Dataset preparation#

We use the same dataset, flowers dataset, as we do in classification tutorial.

Since it is assumed that we have additional unlabeled images, we make a use of tests/assets/classification_semisl_dataset/unlabeled for this purpose as an example.
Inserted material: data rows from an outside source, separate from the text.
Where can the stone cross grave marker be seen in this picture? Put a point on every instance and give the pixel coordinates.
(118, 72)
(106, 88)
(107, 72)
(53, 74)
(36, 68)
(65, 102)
please keep the exact same name for the train/val/test folder, to identify the dataset.

flower_photos
├──labeled
|    ├──train
|    |    ├── daisy
|    |    ├── dandelion
|    |    ├── roses
|    |    ├── sunflowers
|    |    ├── tulips
|    ├──val
|    |    ├── daisy
|    |    ├── ...
|    ├──test
|    |    ├── daisy
|    |    ├── ...
├──unlabeled

Training#

The recipe that provides Semi-SL can be found below.

CLI

(otx) ...$ otx find --task MULTI_CLASS_CLS --pattern semisl
┏━━━━━━━━━━━━━━━━━┳━━━━━━━━━━━━━━━━━━━━━━━━━━━━━━━━━━━━━━━┳━━━━━━━━━━━━━━━━━━━━━━━━━━━━━━━━━━━━━━━━━━━━━━━━━━━━━━━━━━━━━━━━━━━━━━━━━━━━━━━━┓
┃ Task            ┃ Model Name                            ┃ Recipe Path                                                                    ┃
┡━━━━━━━━━━━━━━━━━╇━━━━━━━━━━━━━━━━━━━━━━━━━━━━━━━━━━━━━━━╇━━━━━━━━━━━━━━━━━━━━━━━━━━━━━━━━━━━━━━━━━━━━━━━━━━━━━━━━━━━━━━━━━━━━━━━━━━━━━━━━┩
│ MULTI_CLASS_CLS │ tv_efficientnet_v2_l_semisl           │ src/otx/recipe/classification/multi_class_cls/tv_efficientnet_v2_l_semisl.yaml │
│ MULTI_CLASS_CLS │ mobilenet_v3_large_semisl             │ src/otx/recipe/classification/multi_class_cls/mobilenet_v3_large_semisl.yaml   │
│ MULTI_CLASS_CLS │ efficientnet_b0_semisl                │ src/otx/recipe/classification/multi_class_cls/efficientnet_b0_semisl.yaml      │
│ MULTI_CLASS_CLS │ tv_efficientnet_b3_semisl             │ src/otx/recipe/classification/multi_class_cls/tv_efficientnet_b3_semisl.yaml   │
│ MULTI_CLASS_CLS │ efficientnet_v2_semisl                │ src/otx/recipe/classification/multi_class_cls/efficientnet_v2_semisl.yaml      │
│ MULTI_CLASS_CLS │ deit_tiny_semisl                      │ src/otx/recipe/classification/multi_class_cls/deit_tiny_semisl.yaml            │
│ MULTI_CLASS_CLS │ dino_v2_semisl                        │ src/otx/recipe/classification/multi_class_cls/dino_v2_semisl.yaml              │
│ MULTI_CLASS_CLS │ tv_mobilenet_v3_small_semisl          │ src/otx/recipe/classification/multi_class_cls/tv_mobilenet_v3_small_semisl.yaml│
└─────────────────┴─────────────────────━━━━━━━━━━━━━─────┴────────────────────────────────────────────────────────────────────────────────┘

API

from otx.engine.utils.api import list_models

model_lists = list_models(task="MULTI_CLASS_CLS", pattern="*semisl")
print(model_lists)
'''
[
    'tv_efficientnet_b3_semisl',
    'efficientnet_b0_semisl',
    'efficientnet_v2_semisl',
    ...
]
'''

We will use the MobileNet-V3-large model for multi-class classification in semi-supervised learning mode.

CLI (with config)

(otx) ...$ otx train \
            --config src/otx/recipe/classification/multi_class_cls/mobilenet_v3_large_semisl.yaml \
            --data_root data/flower_photos/labeled \
            --data.unlabeled_subset.data_root data/flower_photos/unlabeled

API (from_config)

from otx.engine import Engine

data_root = "data/flower_photos"
recipe = "src/otx/recipe/classification/multi_class_cls/mobilenet_v3_large_semisl.yaml"
overrides = {"data.unlabeled_subset.data_root": "data/flower_photos/unlabeled"}

engine = Engine.from_config(
          config_path=recipe,
          data_root=data_root,
          work_dir="otx-workspace",
          **kwargs,
        )

engine.train(...)

API

from otx.core.config.data import UnlabeledDataConfig
from otx.core.data.module import OTXDataModule
from otx.engine import Engine

datamodule = OTXDataModule(..., unlabeled_subset=UnlabeledDataConfig(data_root="data/flower_photos/unlabeled", ...))

engine = Engine(..., datamodule=datamodule)

engine.train(max_epochs=200)

The rest of the commands are the same as the original Classification tutorial. Please refer to the classification tutorial for more details.